Updated on 2023-08-31 GMT+08:00

Overview

Scenarios

Data is written to HBase in real time for point query services and is synchronized to CarbonData tables in batches at a specified interval for analytical query services.

Data Preparation

Before running the sample project, set the spark.yarn.security.credentials.hbase.enabled configuration item to true in the spark-defaults.conf configuration file of Spark client. (The default value is false. Changing the value to true does not affect existing services.) If you want to uninstall the HBase service, change the value back to false first.

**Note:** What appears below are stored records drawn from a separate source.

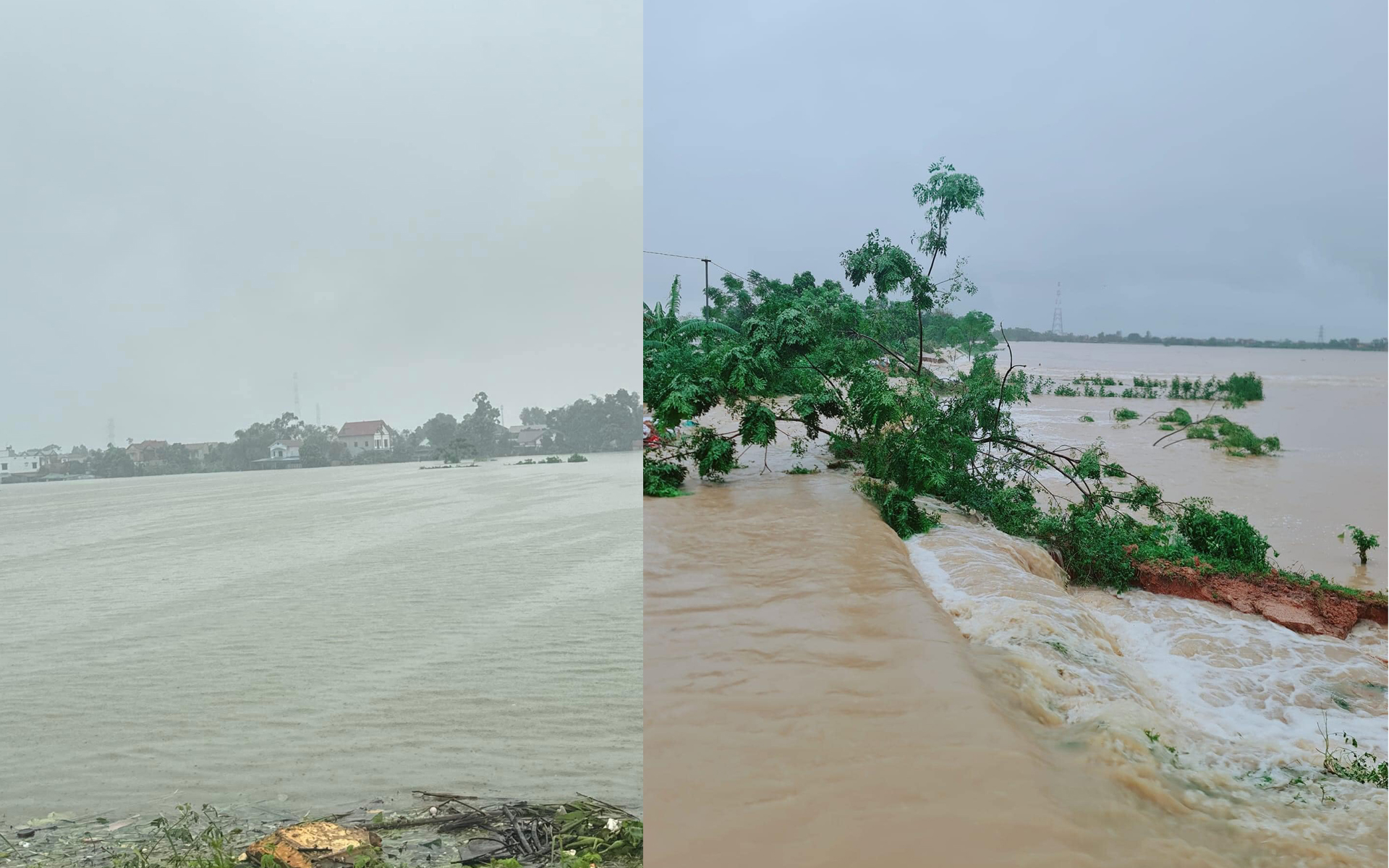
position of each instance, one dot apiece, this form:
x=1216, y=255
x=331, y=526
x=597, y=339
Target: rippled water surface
x=321, y=635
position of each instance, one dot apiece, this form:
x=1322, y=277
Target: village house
x=18, y=463
x=282, y=453
x=285, y=451
x=200, y=451
x=365, y=436
x=527, y=436
x=145, y=451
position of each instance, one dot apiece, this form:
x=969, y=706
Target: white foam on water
x=1137, y=677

  1. Create an HBase table and construct data with key, modify_time, and valid columns. key of each data record is unique in the table. modify_time indicates the modification time, and valid indicates whether the data is valid. In this example, 1 indicates that the data is valid, and 0 indicates that the data is invalid.

    For example, go to HBase Shell and run the following commands:

    create 'hbase_table','key','info'

    put 'hbase_table','1','info:modify_time','2019-11-22 23:28:39'

    put 'hbase_table','1','info:valid','1'

    put 'hbase_table','2','info:modify_time','2019-11-22 23:28:39'

    put 'hbase_table','2','info:valid','1'

    put 'hbase_table','3','info:modify_time','2019-11-22 23:28:39'

    put 'hbase_table','3','info:valid','0'

    put 'hbase_table','4','info:modify_time','2019-11-22 23:28:39'

    put 'hbase_table','4','info:valid','1'

    The values of modify_time in the preceding information can be set to the time earlier than the current time.

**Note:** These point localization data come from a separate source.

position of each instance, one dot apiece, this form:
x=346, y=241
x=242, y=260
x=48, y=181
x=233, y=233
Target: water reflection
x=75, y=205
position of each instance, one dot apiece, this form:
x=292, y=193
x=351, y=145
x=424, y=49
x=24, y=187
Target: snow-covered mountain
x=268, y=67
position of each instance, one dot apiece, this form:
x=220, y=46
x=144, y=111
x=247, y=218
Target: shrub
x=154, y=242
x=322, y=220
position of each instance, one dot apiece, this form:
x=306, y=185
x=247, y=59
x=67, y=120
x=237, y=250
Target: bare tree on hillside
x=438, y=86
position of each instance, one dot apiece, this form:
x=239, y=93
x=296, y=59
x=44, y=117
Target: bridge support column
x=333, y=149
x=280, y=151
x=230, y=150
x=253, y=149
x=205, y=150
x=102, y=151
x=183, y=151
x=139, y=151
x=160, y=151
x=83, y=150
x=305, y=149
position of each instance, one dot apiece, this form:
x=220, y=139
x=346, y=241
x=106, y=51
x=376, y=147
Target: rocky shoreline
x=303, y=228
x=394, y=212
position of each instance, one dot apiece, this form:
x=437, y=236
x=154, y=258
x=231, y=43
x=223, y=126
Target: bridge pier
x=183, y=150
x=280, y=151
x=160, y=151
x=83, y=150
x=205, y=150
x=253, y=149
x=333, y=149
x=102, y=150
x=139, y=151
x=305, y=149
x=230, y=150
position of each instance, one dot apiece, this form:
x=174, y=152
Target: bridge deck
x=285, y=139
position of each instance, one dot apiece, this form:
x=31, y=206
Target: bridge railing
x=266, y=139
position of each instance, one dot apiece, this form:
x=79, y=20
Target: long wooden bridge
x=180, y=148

    put 'hbase_table','5','info:modify_time','2021-03-03 15:20:39'

    put 'hbase_table','5','info:valid','1'

    put 'hbase_table','6','info:modify_time','2021-03-03 15:20:39'

    put 'hbase_table','6','info:valid','1'

    put 'hbase_table','7','info:modify_time','2021-03-03 15:20:39'

    put 'hbase_table','7','info:valid','0'

    put 'hbase_table','8','info:modify_time','2021-03-03 15:20:39'

    put 'hbase_table','8','info:valid','1'

    put 'hbase_table','4','info:valid','0'

    put 'hbase_table','4','info:modify_time','2021-03-03 15:20:39'

    The values of modify_time in the preceding information can be set to the time within 30 minutes after the sample project is started. (30 minutes is the default synchronization interval of the sample project and can be modified.)

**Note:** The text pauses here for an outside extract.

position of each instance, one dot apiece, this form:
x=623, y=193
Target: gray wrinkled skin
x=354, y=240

    put 'hbase_table','9','info:modify_time','2021-03-03 15:32:39'

    put 'hbase_table','9','info:valid','1'

    put 'hbase_table','10','info:modify_time','2021-03-03 15:32:39'

    put 'hbase_table','10','info:valid','1'

    put 'hbase_table','11','info:modify_time','2021-03-03 15:32:39'

    put 'hbase_table','11','info:valid','0'

    put 'hbase_table','12','info:modify_time','2021-03-03 15:32:39'

    put 'hbase_table','12','info:valid','1'

    The values of modify_time in the preceding information can be set to the time from 30 minutes to 60 minutes after the sample project is started, that is, the second synchronization period.

  2. Run the following commands to create a Hive foreign table for HBase in SparkSQL:

    create table external_hbase_table(key string ,modify_time STRING, valid STRING)

    using org.apache.spark.sql.hbase.HBaseSource

    options(hbaseTableName "hbase_table", keyCols "key", colsMapping "modify_time=info.modify_time,valid=info.valid");

  3. Run the following command to create a CarbonData table in SparkSQL:

    create table carbon01(key string,modify_time STRING, valid STRING) stored as carbondata;

  4. Initialize and load all data in the current HBase table to the CarbonData table.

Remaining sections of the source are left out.